I too have been doing Ziatypes for about 10 years. If you are doing palladium printing, which is what Ziatypes primarily are, you have to be prepared to spend some money. If you keep thinking about how much everything is, you will be inhibited. Start with small prints. My Richeson brush is about 1 1/2 inch wide and cost less than $50. Puddle pushers only work with certain papers. I have used them with COT, (and the late great Cranes) but I mainly use the brush. I feel I'm getting a deeper coating. It's funny, but I have printed in all sorts of humidity conditions from 40% to 70% with no problems. First I coat the paper and let it rest for 2 minutes. Then, in 40% I move quickly, just drying the paper with a fan for about 1 -2 minutes until it feels dry enough to place a negative on it. (I don't use Mylar under the negative.) In more humid conditions I use a hair dryer with the heat turned off or low for about 1 minute. I have found that too much humidity can cause graininess in the print. My gallery has many examples of Ziatypes. I found the kits that Bostick and Sullivan sell, to be a good starting point. I made my first Ziatype in the sun, just for the fun of it, and it was a keeper, and I sold it.
yep, done some ziatypes...
Found they had a different tonality to a Pd/Pt print - a little bit colder, but more drier if that makes any sense
They are easier in some regards, but I've gone back to NA2 - just me though ;) I'm sure there are people out there that ziatypes will be perfect for
I have been doing Ziatypes for a few years, and like the others here, have found the process pretty straight forward. One tweak I rather like is the colour range you can get replacing some of the palladium with gold.
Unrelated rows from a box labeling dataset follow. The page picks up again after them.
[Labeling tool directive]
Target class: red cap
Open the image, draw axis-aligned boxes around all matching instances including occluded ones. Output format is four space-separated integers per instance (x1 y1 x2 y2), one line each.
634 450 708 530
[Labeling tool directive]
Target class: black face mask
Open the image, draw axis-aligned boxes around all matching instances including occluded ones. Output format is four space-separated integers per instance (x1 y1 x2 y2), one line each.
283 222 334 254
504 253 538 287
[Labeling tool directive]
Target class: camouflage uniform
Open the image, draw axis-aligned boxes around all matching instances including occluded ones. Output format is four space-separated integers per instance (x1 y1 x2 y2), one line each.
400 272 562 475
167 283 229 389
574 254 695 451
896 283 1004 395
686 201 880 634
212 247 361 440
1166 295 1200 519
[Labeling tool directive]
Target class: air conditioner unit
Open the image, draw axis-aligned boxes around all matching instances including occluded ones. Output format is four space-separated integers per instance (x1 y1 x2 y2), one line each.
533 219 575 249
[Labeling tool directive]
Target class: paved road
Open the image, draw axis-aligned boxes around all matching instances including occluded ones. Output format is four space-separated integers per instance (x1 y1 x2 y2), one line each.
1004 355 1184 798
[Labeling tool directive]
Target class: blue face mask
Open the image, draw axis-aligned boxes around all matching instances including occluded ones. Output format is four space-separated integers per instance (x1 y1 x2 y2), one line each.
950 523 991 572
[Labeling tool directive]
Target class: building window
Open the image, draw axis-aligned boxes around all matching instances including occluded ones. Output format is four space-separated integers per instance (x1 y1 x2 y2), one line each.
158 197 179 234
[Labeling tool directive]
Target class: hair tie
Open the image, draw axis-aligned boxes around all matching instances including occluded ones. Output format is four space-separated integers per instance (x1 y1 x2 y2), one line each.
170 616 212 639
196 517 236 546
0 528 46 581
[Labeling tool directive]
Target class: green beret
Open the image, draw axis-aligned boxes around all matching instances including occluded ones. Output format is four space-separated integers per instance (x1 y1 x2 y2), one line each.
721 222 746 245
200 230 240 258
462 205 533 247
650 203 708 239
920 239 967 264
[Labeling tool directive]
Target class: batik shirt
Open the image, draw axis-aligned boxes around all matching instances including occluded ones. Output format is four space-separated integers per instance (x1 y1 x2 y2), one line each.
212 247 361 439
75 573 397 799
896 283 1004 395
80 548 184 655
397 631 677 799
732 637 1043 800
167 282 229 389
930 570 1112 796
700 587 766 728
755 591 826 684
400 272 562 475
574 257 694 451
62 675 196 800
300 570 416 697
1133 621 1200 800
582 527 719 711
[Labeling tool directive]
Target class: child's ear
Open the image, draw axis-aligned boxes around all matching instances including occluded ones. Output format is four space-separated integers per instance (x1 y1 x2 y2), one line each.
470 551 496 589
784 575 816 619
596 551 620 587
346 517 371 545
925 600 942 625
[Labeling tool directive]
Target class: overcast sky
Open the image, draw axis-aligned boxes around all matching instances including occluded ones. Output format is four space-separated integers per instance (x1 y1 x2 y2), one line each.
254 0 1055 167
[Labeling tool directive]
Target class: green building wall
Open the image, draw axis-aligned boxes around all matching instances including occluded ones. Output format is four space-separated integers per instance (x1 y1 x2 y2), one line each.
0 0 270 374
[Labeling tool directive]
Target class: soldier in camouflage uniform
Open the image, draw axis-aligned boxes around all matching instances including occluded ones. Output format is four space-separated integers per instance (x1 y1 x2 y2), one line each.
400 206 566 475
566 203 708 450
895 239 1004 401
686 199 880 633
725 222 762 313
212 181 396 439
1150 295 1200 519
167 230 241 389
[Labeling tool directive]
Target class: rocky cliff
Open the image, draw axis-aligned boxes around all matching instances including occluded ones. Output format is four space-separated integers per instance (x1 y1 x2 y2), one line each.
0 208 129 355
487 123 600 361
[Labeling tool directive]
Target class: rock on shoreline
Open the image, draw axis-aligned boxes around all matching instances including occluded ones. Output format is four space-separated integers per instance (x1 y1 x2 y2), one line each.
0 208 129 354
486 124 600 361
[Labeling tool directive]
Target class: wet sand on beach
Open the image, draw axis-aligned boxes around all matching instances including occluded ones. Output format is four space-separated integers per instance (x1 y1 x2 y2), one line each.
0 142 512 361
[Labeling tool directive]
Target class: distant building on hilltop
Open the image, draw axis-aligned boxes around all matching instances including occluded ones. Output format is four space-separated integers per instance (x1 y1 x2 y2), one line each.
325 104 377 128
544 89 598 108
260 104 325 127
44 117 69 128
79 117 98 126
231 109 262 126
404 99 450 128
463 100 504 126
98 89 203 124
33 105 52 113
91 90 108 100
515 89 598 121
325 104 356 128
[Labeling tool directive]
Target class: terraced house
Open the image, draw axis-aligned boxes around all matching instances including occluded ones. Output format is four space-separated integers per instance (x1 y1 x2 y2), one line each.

At one time I was keen to try the new Chrysotype process developed by Mike Ware, so had some gold solution to hand. But, as I was printing using the Ziatype process at the time I had a go adding gold to the sensitiser solution in place of some of the palladium. With less gold than palladium the prints take on a cool blue colour like the print of the feather.
Whereas adding more gold than palladium starts to produce a deeper blue with reddish tones like the print of the Buddha, much like have been described with chrysotypes. The print of the feather had around 3 drops of 5% gold solution and 4 drops of the palladium solution, the Buddha had 5 drops of gold solution to 3 of the palladium.